Par un jugement n° 1705963 du 20 décembre 2018, le tribunal administratif de Montpellier a rejeté sa requête.
Procédure devant la cour :
Par une requête enregistrée le 22 janvier 2019, M. D, représenté par la SCP Dessalces, demande à la cour :
1°) d’annuler le jugement du tribunal administratif de Montpellier du
20 décembre 2018 ;
2°) d’annuler la décision de la commission nationale d’agrément et de contrôle du Conseil national des activités privées de sécurité du 29 mars 2018, se substituant à la décision implicite née du silence gardé par cette dernière sur son recours administratif préalable dirigé contre la délibération du 6 juin 2017 par laquelle la commission locale d’agrément et de contrôle Sud-Ouest a refusé de renouveler sa carte professionnelle lui permettant d’exercer le métier d’agent de sécurité ;
3°) d’enjoindre à la commission nationale d’agrément et de contrôle du Conseil national des activités privées de sécurité de réexaminer sa situation ;
4°) de mettre à la charge du CNAPS le versement d’une somme de 1 500 euros à son conseil au titre des articles 37 et 75 de la loi du 10 juillet 1991, sous réserve que celui-ci renonce à percevoir la somme correspondant à la part contributive de l’Etat au titre de l’aide juridictionnelle ou, en l’absence de l’octroi de cette aide, à lui-même au titre de l’article L. 761-1 du code de justice administrative.
Il soutient que :
— le jugement du tribunal administratif de Montpellier est irrégulier dès lors que le rapporteur public n’a pas explicité le sens de ses conclusions, ne permettant pas aux parties de comprendre les raisons pour lesquelles il proposait le rejet des moyens de la requête ;
— la décision de la commission nationale d’agrément et de contrôle du Conseil national des activités privées de sécurité est entachée d’une erreur de fait ;
— cette décision est entachée d’une erreur d’appréciation.
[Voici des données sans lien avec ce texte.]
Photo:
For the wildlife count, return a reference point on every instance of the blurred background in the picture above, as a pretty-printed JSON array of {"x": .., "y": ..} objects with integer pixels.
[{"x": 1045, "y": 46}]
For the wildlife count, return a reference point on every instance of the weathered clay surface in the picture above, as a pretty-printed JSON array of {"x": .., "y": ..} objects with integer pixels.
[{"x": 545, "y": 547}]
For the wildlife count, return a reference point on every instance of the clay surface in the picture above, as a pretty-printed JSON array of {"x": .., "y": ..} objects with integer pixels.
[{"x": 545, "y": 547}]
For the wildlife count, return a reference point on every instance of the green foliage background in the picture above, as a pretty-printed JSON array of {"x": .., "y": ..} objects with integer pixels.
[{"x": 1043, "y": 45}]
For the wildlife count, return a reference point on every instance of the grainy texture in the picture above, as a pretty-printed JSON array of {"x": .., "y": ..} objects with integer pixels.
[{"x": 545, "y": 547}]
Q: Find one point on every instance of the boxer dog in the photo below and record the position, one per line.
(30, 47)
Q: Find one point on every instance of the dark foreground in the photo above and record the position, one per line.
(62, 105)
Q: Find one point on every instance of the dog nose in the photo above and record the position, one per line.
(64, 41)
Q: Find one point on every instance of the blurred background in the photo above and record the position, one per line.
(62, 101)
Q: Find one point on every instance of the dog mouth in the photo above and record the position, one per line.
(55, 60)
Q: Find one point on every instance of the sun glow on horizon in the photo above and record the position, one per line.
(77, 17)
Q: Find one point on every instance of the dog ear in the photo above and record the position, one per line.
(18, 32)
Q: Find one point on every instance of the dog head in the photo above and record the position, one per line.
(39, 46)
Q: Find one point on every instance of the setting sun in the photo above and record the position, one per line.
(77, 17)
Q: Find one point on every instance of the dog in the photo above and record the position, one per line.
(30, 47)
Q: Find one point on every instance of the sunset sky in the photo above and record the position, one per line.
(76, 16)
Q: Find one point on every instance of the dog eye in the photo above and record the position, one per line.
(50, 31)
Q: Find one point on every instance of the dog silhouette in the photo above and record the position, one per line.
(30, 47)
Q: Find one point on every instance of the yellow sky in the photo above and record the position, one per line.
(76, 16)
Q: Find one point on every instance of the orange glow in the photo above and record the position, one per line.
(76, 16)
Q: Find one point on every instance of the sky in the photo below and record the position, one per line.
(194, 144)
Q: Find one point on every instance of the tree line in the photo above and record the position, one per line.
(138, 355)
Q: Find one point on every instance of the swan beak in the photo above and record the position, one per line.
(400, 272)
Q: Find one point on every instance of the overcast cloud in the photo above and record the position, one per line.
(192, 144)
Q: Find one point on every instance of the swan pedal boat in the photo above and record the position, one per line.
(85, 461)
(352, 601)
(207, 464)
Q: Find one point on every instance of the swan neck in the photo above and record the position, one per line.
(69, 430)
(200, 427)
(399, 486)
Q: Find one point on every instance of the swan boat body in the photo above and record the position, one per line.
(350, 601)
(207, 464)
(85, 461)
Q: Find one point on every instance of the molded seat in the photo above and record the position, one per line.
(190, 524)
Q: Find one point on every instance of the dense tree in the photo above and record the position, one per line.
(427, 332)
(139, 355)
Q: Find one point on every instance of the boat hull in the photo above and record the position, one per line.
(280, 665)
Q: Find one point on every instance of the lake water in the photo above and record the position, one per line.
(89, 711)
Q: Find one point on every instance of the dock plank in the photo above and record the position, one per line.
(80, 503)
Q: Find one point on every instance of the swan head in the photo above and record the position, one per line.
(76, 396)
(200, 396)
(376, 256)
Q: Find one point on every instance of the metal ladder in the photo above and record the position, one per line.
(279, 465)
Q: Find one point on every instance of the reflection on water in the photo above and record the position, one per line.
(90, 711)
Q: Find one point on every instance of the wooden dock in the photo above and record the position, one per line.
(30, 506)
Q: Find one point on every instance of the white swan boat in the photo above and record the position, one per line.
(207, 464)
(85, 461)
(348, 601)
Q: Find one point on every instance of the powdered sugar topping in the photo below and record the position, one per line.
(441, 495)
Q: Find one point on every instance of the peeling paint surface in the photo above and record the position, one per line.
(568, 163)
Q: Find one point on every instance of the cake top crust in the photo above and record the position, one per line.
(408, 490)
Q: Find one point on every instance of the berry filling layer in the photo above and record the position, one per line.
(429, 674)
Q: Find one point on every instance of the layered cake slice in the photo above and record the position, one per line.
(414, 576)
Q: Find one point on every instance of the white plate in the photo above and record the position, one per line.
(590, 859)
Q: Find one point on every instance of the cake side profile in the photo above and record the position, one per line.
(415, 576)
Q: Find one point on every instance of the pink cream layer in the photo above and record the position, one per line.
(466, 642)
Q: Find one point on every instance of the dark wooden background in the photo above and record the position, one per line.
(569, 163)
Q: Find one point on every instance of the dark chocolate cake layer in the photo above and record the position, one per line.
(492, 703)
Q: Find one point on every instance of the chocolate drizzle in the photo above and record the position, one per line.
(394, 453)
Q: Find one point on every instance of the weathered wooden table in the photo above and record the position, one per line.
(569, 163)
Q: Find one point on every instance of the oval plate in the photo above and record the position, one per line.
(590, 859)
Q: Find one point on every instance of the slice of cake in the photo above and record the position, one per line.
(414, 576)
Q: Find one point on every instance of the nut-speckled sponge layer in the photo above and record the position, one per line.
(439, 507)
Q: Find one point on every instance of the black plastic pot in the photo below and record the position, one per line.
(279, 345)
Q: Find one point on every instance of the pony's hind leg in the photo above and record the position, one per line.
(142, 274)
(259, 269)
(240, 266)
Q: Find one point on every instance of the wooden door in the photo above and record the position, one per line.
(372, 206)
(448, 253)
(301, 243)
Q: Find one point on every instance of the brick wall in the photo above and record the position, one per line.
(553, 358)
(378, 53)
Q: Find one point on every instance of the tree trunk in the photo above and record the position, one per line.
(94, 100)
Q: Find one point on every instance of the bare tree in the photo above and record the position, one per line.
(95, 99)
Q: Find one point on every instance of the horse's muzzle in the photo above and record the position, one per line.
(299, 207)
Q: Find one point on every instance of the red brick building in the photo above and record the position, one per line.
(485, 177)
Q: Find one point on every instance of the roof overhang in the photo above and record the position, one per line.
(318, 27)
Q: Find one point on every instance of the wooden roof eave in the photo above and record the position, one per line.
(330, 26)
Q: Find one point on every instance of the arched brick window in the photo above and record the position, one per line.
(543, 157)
Par un mémoire en défense enregistré le 26 mai 2020, le Conseil national des activités privées de sécurité, représenté par Me A, conclut au rejet de la requête et à ce que soit mis à la charge de M. D la somme de 500 euros en application de l’article L. 761-1 du code de justice administrative.
Il soutient qu’aucun des moyens n’est fondé.
Par une ordonnance du 5 mai 2020, la clôture de l’instruction a été fixée au
12 juin 2020.
M. D a été admis au bénéfice de l’aide juridictionnelle totale par une décision du 29 mars 2019.
Vu les autres pièces du dossier.
Vu :
— le code de procédure pénale ;
— le code de la sécurité intérieure ;
— l’ordonnance n° 2020-305 du 25 mars 2020 modifiée ;
— le code de justice administrative.
Les parties ont été régulièrement averties du jour de l’audience.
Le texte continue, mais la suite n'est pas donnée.